Enrichr object containing the results of the enrichment analysis.

Return type

Enrichr object

sofa.utils.utils.get_guide_error(model)

Calculate the root mean squared error for continuous, binary crossentropy for binary or categorical cross entropy for categorical Y of the model.

Parameters

model (SOFA) – The trained SOFA model.

Returns

Containing the root mean squared error for continuous, binary crossentropy for binary or categorical cross entropy for categorical Y of the model.

Return type

dict

sofa.utils.utils.get_loadings(model: sofa.models.SOFA.SOFA, view: str) pandas.core.frame.DataFrame

Get the loadings of the model for a specific view.

Parameters
  • model (SOFA) – The trained SOFA model.

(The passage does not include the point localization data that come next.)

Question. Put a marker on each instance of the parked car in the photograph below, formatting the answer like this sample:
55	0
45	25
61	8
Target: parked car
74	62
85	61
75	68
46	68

  • view (str) – Name of the view to get the loadings for.

Returns

DataFrame containing the loadings of the model for the specified view.

Return type

pd.DataFrame

sofa.utils.utils.get_rmse(model)

Calculate the root mean squared error of the model.

Parameters

model (SOFA) – THe trained SOFA model.

Returns

The root mean squared error of X of the model for each view.

Return type

dict

sofa.utils.utils.get_top_loadings(model, view, factor, sign='+', top_n=100)

Get the top_n loadings of the model for a specific view.

Parameters
  • model (SOFA) – The trained SOFA model.

  • view (str) – Name of the view to get the loadings for.

  • factor (int) – Index of the factor to get the top loadings for. Should be between 1 and the total number of factors.

  • sign (str) – Sign of the loadings to get. Default is “+”.

  • top_n (int) – Number of top loadings to get. Default is 100.

Returns

DataFrame containing the top_n loadings of the model for the specified view.

Return type

pandas.DataFrame

sofa.utils.utils.get_var_explained_per_view_factor(model: sofa.models.SOFA.SOFA)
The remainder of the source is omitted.